Joan of Arc: Bold and Brawny

Jeanne d’Arc (Joan of Arc) was a national heroine of France for her victories during the Hundred Years’ War against the English – and what a manly heroine she was.

Big and powerful, Joan of Arc was a fearsome maiden to look upon.

She first gained recognition in 5th grade when the boys in her class became jealous of the peach fuzz above her lip. By seventh grade she was shaving her face twice a week. She also gained notoriety for her overpowering performances on the football field during high school, accumulating 1,829 rushing yards and 23 touchdowns in just eight games before her senior season was cut short by her military career.

Wild and unruly, her constituents could not control her actions on the battlefield.
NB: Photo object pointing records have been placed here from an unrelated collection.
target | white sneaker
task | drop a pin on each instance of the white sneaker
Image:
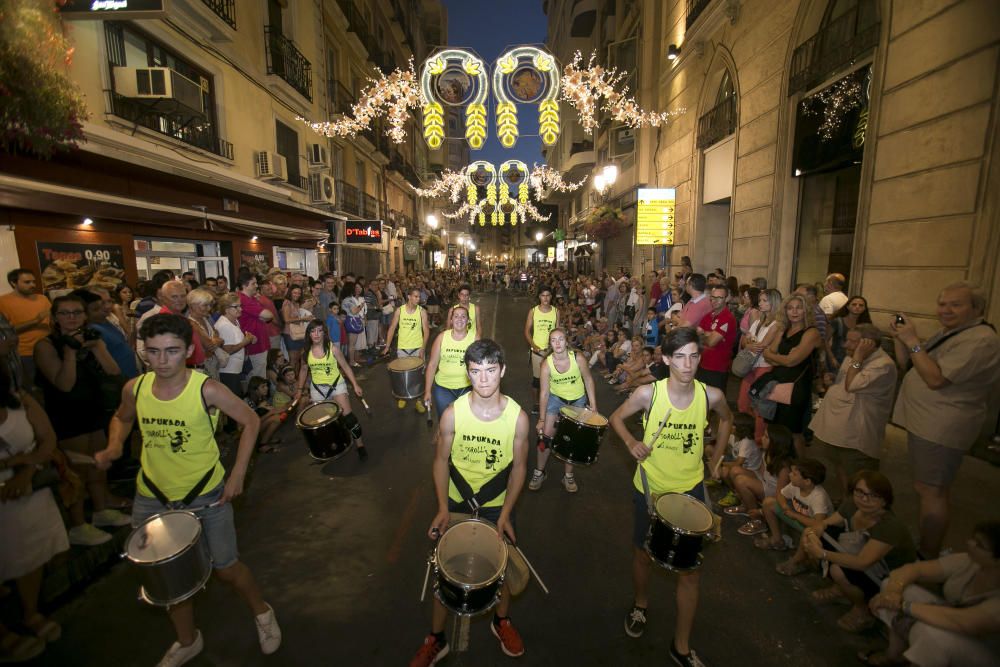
(111, 518)
(87, 535)
(177, 655)
(268, 631)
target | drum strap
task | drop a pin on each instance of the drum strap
(487, 492)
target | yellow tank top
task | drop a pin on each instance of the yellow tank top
(451, 364)
(411, 333)
(178, 439)
(481, 449)
(569, 385)
(543, 324)
(323, 370)
(675, 466)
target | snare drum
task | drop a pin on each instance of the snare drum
(676, 532)
(578, 435)
(323, 428)
(406, 375)
(172, 555)
(470, 560)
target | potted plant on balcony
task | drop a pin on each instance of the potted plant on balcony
(605, 222)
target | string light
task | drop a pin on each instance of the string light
(586, 89)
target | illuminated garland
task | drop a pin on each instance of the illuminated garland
(391, 96)
(587, 89)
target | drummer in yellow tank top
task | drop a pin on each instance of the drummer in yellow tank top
(414, 331)
(673, 464)
(483, 434)
(173, 406)
(565, 379)
(446, 379)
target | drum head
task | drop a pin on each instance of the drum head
(404, 364)
(583, 416)
(471, 553)
(685, 513)
(318, 414)
(162, 536)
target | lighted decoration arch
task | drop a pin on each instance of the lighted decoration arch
(525, 75)
(454, 77)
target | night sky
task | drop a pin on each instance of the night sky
(489, 28)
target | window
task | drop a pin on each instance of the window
(287, 144)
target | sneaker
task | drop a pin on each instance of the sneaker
(430, 652)
(689, 660)
(635, 622)
(179, 655)
(510, 639)
(111, 518)
(537, 477)
(728, 500)
(87, 535)
(268, 632)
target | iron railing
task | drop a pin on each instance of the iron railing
(348, 198)
(197, 132)
(224, 9)
(718, 122)
(285, 60)
(837, 44)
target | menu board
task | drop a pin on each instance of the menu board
(654, 220)
(69, 266)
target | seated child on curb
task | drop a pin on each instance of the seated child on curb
(802, 503)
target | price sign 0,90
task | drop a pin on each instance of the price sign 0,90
(654, 224)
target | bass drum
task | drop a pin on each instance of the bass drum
(406, 375)
(172, 555)
(323, 428)
(470, 560)
(677, 532)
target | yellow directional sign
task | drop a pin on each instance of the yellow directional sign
(654, 220)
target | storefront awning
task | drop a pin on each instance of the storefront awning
(26, 193)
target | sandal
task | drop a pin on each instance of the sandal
(856, 621)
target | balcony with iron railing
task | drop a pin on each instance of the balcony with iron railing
(200, 134)
(717, 123)
(835, 46)
(224, 9)
(286, 61)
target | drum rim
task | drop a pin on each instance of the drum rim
(469, 587)
(198, 537)
(683, 531)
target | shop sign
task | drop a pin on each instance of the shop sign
(69, 266)
(365, 232)
(655, 216)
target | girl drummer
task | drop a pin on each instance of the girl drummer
(446, 378)
(564, 379)
(324, 372)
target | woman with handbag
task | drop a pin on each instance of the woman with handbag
(31, 528)
(791, 355)
(296, 319)
(73, 362)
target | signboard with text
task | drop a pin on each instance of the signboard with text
(654, 220)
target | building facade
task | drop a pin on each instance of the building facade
(195, 155)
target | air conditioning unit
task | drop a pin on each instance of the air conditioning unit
(271, 165)
(160, 84)
(317, 156)
(322, 189)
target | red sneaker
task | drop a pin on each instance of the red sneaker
(431, 651)
(510, 639)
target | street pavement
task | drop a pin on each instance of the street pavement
(340, 551)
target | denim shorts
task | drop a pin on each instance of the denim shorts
(217, 522)
(641, 526)
(552, 407)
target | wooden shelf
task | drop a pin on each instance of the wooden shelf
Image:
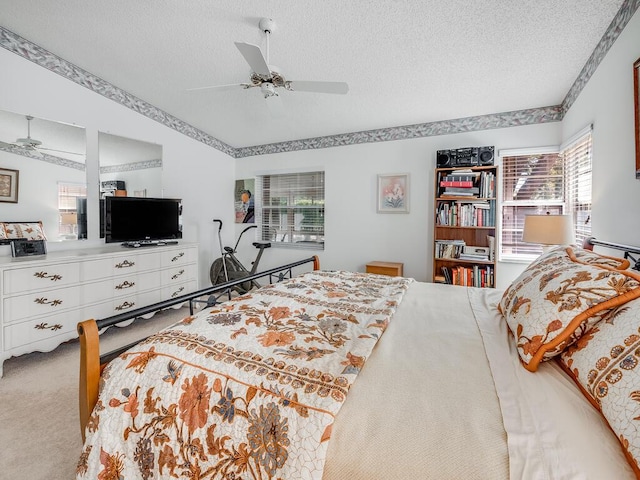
(455, 224)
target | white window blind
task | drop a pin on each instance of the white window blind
(290, 209)
(577, 158)
(553, 182)
(68, 193)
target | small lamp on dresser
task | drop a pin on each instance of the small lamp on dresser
(548, 230)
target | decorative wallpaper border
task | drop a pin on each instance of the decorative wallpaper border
(44, 157)
(129, 167)
(627, 10)
(38, 55)
(444, 127)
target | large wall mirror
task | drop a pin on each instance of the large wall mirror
(129, 167)
(50, 160)
(636, 95)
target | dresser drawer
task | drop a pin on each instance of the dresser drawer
(118, 265)
(31, 331)
(38, 278)
(39, 303)
(178, 274)
(177, 257)
(119, 286)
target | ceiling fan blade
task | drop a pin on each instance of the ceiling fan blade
(230, 86)
(318, 87)
(253, 55)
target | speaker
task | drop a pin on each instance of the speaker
(486, 155)
(445, 158)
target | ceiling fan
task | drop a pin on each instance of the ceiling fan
(32, 145)
(268, 77)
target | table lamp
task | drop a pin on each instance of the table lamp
(548, 230)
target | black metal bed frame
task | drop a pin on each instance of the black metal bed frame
(627, 249)
(280, 273)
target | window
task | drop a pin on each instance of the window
(537, 182)
(68, 193)
(290, 209)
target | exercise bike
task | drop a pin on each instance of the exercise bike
(227, 267)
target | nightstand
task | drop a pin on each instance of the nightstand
(393, 269)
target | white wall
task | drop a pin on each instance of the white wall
(200, 175)
(607, 103)
(354, 233)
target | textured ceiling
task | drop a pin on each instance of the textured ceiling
(406, 62)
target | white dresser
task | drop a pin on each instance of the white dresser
(43, 298)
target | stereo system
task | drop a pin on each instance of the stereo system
(465, 157)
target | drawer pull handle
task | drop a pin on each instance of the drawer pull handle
(176, 293)
(124, 305)
(125, 264)
(46, 326)
(180, 272)
(54, 277)
(44, 301)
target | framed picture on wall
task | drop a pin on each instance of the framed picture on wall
(636, 106)
(393, 193)
(243, 201)
(8, 185)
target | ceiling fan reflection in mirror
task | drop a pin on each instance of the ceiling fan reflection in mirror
(32, 145)
(269, 78)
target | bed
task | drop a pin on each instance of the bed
(297, 380)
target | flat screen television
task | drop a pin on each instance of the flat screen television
(135, 219)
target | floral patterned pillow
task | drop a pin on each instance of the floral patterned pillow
(556, 299)
(592, 258)
(605, 364)
(27, 231)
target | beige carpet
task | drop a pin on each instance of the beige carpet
(40, 436)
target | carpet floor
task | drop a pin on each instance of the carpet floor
(39, 417)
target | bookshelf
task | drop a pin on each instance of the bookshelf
(465, 226)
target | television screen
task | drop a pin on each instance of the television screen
(134, 219)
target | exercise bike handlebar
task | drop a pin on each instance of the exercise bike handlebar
(242, 233)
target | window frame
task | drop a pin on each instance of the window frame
(569, 204)
(286, 227)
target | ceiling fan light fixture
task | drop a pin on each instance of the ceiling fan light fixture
(268, 90)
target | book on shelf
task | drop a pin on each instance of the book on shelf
(461, 191)
(471, 213)
(446, 274)
(448, 248)
(472, 256)
(476, 276)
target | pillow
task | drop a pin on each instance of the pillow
(556, 299)
(592, 258)
(605, 364)
(27, 231)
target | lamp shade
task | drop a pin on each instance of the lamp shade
(548, 229)
(69, 218)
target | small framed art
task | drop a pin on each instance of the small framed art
(8, 185)
(393, 193)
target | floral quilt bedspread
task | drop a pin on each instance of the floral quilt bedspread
(247, 389)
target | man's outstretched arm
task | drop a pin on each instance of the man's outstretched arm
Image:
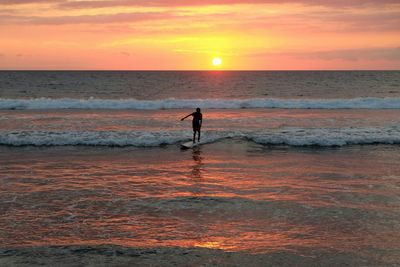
(186, 116)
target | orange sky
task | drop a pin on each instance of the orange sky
(188, 34)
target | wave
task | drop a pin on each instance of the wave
(292, 136)
(171, 103)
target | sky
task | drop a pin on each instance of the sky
(189, 34)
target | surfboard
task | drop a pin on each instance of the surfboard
(189, 144)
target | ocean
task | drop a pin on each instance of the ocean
(295, 168)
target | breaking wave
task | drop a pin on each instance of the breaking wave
(292, 136)
(94, 103)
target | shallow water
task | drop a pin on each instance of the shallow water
(232, 195)
(93, 175)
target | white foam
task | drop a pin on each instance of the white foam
(93, 103)
(288, 136)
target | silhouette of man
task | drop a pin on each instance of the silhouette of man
(196, 123)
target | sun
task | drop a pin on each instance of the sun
(217, 61)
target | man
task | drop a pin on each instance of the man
(196, 123)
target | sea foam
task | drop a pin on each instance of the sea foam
(171, 103)
(292, 136)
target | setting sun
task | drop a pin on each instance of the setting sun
(217, 61)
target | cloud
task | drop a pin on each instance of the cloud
(388, 54)
(21, 2)
(88, 19)
(179, 3)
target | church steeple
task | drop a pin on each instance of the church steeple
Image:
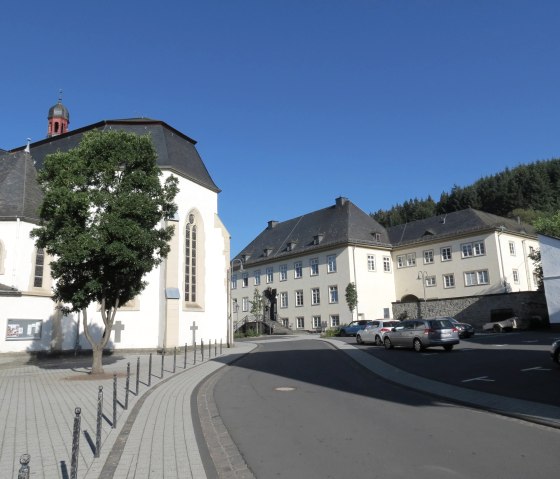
(59, 118)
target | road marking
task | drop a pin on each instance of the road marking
(480, 378)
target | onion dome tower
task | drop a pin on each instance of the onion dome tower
(59, 119)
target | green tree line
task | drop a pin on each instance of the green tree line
(526, 191)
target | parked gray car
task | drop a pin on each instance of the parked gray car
(422, 333)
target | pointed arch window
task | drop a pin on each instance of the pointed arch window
(39, 268)
(191, 259)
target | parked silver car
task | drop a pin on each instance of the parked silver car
(422, 333)
(375, 332)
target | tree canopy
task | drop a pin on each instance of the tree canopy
(102, 220)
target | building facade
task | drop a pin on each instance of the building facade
(181, 303)
(308, 262)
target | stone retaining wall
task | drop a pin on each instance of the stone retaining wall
(476, 310)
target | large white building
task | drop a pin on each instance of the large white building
(307, 263)
(186, 298)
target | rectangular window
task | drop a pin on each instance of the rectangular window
(474, 278)
(333, 294)
(448, 281)
(429, 256)
(512, 248)
(314, 266)
(476, 248)
(411, 259)
(331, 263)
(316, 321)
(371, 262)
(299, 297)
(387, 264)
(446, 253)
(283, 272)
(315, 296)
(284, 299)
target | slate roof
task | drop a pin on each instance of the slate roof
(452, 224)
(175, 150)
(341, 224)
(20, 195)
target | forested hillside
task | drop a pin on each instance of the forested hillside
(525, 192)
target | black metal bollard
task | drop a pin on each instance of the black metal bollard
(138, 375)
(24, 469)
(150, 371)
(114, 401)
(99, 417)
(127, 387)
(75, 444)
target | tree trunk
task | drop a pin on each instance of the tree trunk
(97, 363)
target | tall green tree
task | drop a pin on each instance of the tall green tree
(102, 222)
(351, 297)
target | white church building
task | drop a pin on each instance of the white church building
(186, 299)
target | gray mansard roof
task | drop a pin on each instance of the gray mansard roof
(345, 224)
(466, 221)
(20, 195)
(338, 225)
(175, 150)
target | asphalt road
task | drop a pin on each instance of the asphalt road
(305, 410)
(515, 364)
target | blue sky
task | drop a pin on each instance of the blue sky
(296, 102)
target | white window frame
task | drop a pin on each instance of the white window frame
(298, 298)
(334, 320)
(315, 296)
(429, 256)
(283, 299)
(298, 270)
(333, 294)
(448, 281)
(387, 264)
(371, 262)
(313, 266)
(446, 254)
(331, 263)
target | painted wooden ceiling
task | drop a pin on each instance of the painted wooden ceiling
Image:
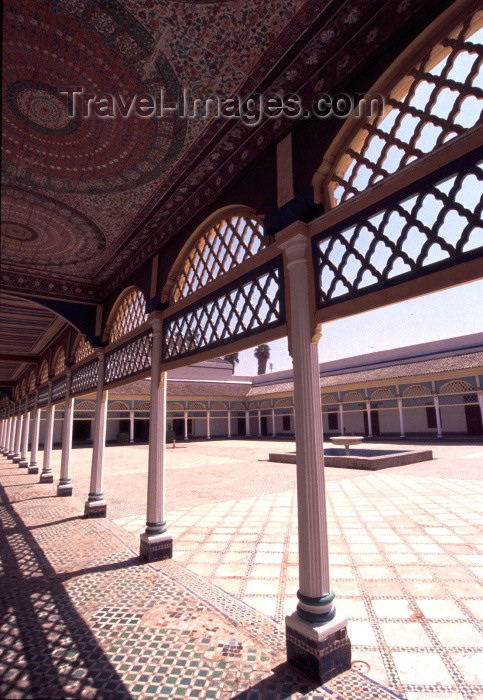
(87, 199)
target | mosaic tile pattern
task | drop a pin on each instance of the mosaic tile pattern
(83, 618)
(405, 553)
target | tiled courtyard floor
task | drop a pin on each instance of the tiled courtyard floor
(404, 566)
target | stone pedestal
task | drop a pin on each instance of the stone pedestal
(95, 509)
(156, 547)
(319, 651)
(64, 489)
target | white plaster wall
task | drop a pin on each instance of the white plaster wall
(354, 422)
(199, 427)
(453, 419)
(112, 430)
(415, 420)
(219, 426)
(389, 421)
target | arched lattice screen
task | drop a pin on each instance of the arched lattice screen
(416, 390)
(43, 372)
(437, 99)
(59, 362)
(456, 387)
(220, 247)
(381, 394)
(31, 381)
(130, 314)
(83, 350)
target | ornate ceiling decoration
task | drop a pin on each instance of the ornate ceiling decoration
(88, 199)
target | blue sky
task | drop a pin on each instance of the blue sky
(450, 313)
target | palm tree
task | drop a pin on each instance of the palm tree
(262, 353)
(233, 359)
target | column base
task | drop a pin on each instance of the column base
(156, 547)
(95, 509)
(319, 651)
(64, 489)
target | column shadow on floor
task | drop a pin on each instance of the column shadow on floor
(47, 649)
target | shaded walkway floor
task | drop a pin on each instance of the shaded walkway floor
(83, 618)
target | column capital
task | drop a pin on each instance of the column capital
(155, 318)
(295, 247)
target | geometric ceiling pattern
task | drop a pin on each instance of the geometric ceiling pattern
(88, 198)
(22, 325)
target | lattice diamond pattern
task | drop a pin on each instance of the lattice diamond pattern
(219, 248)
(438, 98)
(439, 224)
(129, 359)
(44, 372)
(131, 314)
(43, 396)
(59, 388)
(234, 313)
(59, 362)
(83, 350)
(85, 377)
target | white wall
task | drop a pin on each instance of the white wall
(389, 421)
(453, 419)
(354, 422)
(415, 420)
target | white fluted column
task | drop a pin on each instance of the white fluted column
(18, 436)
(156, 543)
(96, 506)
(313, 631)
(438, 416)
(369, 419)
(6, 435)
(25, 438)
(341, 418)
(208, 425)
(34, 446)
(3, 425)
(64, 487)
(11, 437)
(401, 417)
(46, 476)
(185, 419)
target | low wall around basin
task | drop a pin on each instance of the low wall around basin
(374, 462)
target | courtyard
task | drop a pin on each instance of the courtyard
(404, 562)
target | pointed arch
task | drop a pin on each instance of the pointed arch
(416, 390)
(82, 349)
(220, 243)
(31, 381)
(456, 386)
(43, 372)
(58, 365)
(430, 96)
(382, 394)
(128, 313)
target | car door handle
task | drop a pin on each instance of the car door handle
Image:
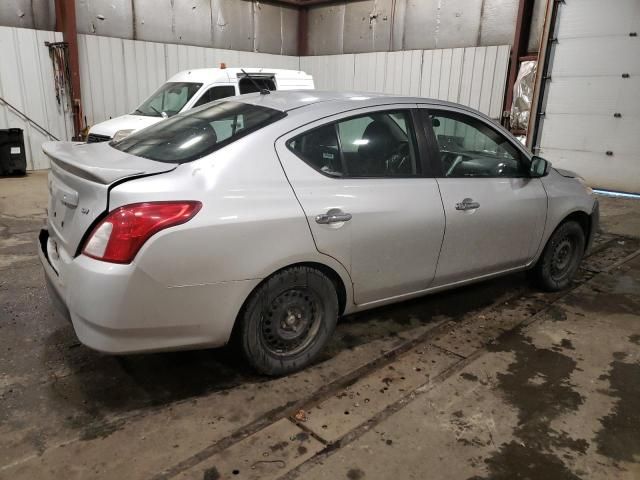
(467, 204)
(333, 217)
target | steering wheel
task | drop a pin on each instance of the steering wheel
(398, 158)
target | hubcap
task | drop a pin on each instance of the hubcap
(291, 321)
(562, 257)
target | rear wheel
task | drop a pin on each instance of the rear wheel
(288, 320)
(561, 257)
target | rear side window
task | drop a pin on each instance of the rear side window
(215, 93)
(379, 144)
(192, 135)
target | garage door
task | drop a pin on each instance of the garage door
(592, 106)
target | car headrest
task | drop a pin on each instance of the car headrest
(379, 140)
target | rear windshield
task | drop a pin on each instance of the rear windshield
(198, 132)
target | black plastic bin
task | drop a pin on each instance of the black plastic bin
(13, 160)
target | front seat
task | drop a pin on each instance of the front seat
(374, 153)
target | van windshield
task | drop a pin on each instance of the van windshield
(198, 132)
(168, 99)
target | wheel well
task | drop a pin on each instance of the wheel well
(584, 220)
(341, 290)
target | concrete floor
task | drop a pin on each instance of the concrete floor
(495, 380)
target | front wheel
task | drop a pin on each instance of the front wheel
(288, 320)
(561, 257)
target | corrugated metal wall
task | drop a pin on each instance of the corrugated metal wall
(117, 74)
(27, 83)
(248, 25)
(474, 76)
(396, 25)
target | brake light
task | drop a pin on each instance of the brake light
(121, 234)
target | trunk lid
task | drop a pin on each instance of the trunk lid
(79, 181)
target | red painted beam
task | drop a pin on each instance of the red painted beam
(303, 31)
(66, 22)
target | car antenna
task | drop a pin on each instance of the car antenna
(263, 91)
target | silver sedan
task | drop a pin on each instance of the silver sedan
(266, 217)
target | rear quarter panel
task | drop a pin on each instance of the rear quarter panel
(565, 196)
(250, 225)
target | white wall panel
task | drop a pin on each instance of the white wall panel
(592, 112)
(117, 74)
(27, 82)
(474, 76)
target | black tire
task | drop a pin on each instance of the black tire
(561, 257)
(288, 320)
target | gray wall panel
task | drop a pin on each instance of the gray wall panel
(289, 31)
(326, 30)
(416, 24)
(367, 26)
(154, 20)
(420, 25)
(459, 23)
(498, 23)
(232, 22)
(192, 22)
(267, 20)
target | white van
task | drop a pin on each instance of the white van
(192, 88)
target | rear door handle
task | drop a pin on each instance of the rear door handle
(333, 216)
(467, 204)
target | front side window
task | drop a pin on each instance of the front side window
(197, 133)
(169, 99)
(215, 93)
(471, 148)
(380, 144)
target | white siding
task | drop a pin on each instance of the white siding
(474, 76)
(579, 131)
(118, 74)
(27, 83)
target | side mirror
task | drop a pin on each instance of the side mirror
(539, 167)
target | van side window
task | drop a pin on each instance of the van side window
(215, 93)
(375, 145)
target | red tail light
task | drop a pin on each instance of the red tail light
(119, 236)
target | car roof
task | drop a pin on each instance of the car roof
(287, 100)
(209, 75)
Despite advice to the contrary, Joan of Arc assaulted the English stronghold called “les Tourelles,” which she is known for in France. Just before the battle, the Englishmen were jeering at her, calling her “John of Arc.” Infuriated, Joan led a successful attack on the stronghold despite an arrow wound to her neck.

Sadly, eight Englishmen captured her (seven Englishmen couldn’t quite detain her) later on in the war; she was convicted of heresy and burned at the stake.

Throughout history her story has changed, and she is portrayed as a beautiful woman. Her beauty has come about because of her heroics and personality. It’s true that beauty is only skin deep – although in the case of Joan of Arc, her skin was pretty thick, and the beard was hard to overlook.


4 Responses to “Joan of Arc: Bold and Brawny”

  1. 1 emily June 29, 2008 at 11:16 pm

    Sorry Dave (or maybe I should call you Davonna), your history is completly false unless you are claiming to know more about her appearance than the man who spent more time with her than anyone: Sir Jean d’Aulon. He said she was “beautiful and well formed.” Try re-writing history about someone whose life is not so well documented and maybe someone will believe your garbage.

  2. 2 Nathan Gallion June 30, 2008 at 12:29 am

    What? This is false? Guess I shouldn’t be using your info for my World History class this year…

  3. 3 Dave Newell June 30, 2008 at 7:33 am

    Emily has boldly (much like John, er, Joan of Arc) stated her feelings about The History Bluff, and rightly so. Rightly so since she believes the accounts of Sir Jean d’Aulon. But all of this raises an important question…who documented that Sir Jean d’Aulon was with Joan of Arc? How do we not know that he was an elaborate hoax devised to cover up the manliness of Joan of Arc? These are all questions we should ask ourselves.

    While we ask those questions, we should also pity those whose sense of humor has made like the Colony of Roanoke and gotten lost.

    With much respect,
    The History Bluff

  4. 4 Andrew Brandenburg June 30, 2008 at 3:59 pm

    I’ve read in history books that women with more masculine virtues were considered “beautiful and well formed” back in the time of Joan, in contrast to the petite and shapely femininity of today’s culture. Certainly that clears up what Sir Jean d’Aulon meant.